Another general concern is Social Security’s currently haphazard income redistribution: a chaotic mixture of redistribution by birth year, income level, longevity, marital status and other factors. The system is somewhat progressive overall but is nevertheless undermined by pockets of regressive redistribution. Social Security would be more purely progressive if it paid fewer total benefits by giving less to higher-income earners, while more precisely targeting its spending on households of greater need.
The Larson bill also raises certain technical issues, just two of which I will mention here. One is that it would increase Social Security COLAs (cost of living adjustments) by basing them on CPI-E, an experimental consumer price index developed to track the purchasing patterns of seniors. Economists generally regard the CPI-E as inferior methodologically to the so-called “chained CPI,” or C-CPI-U. I have testified before Congress on why it would be ill-advised to base Social Security COLAs on CPI-E. First, it wouldn’t make sense to use an index developed specifically for seniors in a program that pays benefits at all ages; second, the CPI-E is not an accurate inflation measure even for seniors.
Another concern is the Larson bill’s provision that would merge Social Security’s disability insurance trust fund with its old-age (retirement) trust fund. This would be a fundamental change to Social Security that should be thoroughly debated. This provision would overturn a longstanding bipartisan policy agreement by which Social Security’s disability benefits are not permitted to divert funds from its retirement program. Indeed, the enactment of Social Security’s disability insurance system was initially predicated on it never being “commingled in any way” with its retirement trust fund.
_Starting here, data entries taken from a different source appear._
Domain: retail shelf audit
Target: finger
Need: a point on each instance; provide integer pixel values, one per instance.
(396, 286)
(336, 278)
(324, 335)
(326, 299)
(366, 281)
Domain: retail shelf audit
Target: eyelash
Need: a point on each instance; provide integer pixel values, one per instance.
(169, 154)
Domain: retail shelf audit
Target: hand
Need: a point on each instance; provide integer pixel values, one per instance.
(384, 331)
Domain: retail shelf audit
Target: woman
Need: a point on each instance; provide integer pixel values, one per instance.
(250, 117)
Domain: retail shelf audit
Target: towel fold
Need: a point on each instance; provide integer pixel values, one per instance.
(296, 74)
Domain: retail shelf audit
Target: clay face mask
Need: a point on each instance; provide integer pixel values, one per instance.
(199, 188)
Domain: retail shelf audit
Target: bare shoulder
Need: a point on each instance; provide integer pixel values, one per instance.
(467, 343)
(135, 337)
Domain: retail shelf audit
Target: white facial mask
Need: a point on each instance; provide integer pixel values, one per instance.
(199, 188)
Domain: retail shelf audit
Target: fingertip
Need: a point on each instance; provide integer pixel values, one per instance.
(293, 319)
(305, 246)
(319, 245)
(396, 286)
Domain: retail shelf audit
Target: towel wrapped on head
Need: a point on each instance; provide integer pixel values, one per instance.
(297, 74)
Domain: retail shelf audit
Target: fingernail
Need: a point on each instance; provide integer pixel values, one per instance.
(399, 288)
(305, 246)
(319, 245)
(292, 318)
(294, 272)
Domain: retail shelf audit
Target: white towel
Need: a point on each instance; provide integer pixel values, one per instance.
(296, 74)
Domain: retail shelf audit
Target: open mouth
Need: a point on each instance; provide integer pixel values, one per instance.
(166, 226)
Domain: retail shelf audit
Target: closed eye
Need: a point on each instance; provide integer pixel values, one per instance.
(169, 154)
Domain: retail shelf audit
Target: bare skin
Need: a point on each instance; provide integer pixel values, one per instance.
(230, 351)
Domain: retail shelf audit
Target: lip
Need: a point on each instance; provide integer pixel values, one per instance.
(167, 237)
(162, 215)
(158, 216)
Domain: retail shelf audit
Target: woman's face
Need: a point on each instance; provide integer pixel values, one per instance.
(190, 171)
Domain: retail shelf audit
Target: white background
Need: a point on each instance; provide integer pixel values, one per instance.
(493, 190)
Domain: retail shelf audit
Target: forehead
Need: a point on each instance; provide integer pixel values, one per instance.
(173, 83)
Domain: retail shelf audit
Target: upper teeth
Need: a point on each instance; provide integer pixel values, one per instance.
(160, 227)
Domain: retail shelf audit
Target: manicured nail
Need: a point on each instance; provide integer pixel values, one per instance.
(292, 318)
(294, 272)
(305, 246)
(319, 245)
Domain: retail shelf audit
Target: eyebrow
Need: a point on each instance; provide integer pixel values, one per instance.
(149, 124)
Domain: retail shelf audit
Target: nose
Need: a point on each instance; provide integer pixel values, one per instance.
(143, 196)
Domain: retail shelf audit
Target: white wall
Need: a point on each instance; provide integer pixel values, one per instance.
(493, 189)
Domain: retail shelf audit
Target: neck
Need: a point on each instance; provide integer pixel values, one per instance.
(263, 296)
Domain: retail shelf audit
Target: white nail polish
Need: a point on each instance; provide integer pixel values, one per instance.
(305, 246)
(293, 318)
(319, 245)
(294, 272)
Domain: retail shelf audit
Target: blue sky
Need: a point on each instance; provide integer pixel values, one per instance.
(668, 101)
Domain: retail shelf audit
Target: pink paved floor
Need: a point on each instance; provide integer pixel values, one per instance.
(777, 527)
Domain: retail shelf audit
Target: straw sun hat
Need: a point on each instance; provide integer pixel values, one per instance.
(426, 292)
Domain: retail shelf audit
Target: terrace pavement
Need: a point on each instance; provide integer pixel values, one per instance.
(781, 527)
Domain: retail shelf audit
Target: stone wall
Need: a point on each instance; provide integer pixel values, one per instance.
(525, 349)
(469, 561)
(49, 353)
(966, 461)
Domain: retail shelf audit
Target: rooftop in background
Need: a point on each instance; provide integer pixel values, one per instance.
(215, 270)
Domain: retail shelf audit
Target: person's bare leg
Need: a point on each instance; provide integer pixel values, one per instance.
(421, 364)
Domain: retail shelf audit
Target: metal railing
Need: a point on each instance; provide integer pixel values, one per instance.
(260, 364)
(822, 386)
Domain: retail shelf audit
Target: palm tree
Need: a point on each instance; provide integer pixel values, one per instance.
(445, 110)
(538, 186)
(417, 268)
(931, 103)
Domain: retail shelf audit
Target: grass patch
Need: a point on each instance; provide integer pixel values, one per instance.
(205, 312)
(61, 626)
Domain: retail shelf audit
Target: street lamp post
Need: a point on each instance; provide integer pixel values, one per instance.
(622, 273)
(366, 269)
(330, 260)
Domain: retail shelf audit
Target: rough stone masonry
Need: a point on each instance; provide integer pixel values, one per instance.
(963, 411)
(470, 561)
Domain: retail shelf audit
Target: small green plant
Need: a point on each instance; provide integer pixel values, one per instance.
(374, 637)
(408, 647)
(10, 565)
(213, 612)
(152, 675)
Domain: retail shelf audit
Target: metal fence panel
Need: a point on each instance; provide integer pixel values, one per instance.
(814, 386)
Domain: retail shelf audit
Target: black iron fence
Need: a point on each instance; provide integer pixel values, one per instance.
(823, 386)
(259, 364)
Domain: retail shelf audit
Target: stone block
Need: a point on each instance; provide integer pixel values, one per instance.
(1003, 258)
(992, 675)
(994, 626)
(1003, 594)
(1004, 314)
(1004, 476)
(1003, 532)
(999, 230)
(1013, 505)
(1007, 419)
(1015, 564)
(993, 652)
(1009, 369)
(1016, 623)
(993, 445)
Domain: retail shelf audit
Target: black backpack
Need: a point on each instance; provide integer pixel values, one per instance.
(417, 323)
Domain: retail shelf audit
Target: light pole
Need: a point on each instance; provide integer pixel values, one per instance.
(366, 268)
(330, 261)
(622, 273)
The politics of Social Security provide a great temptation to elected officials. If further increasing benefits across the board were straightforwardly good policy, nothing would stop lawmakers from doing so time and again. But when political benefits point in one direction, and responsible policy in another, elected officials face far more difficult choices. Let us hope that our elected officials can unite behind policies that put Social Security in a financially sound position, which treat all generations fairly, and which promise benefits Americans can truly count on because those benefits have been adequately funded.
Charles Blahous is the J. Fish and Lillian F. Smith Chair and Senior Research Strategist at the Mercatus Center, a visiting fellow with the Hoover Institution, and a contributor to E21. He recently served as a public trustee for Social Security and Medicare.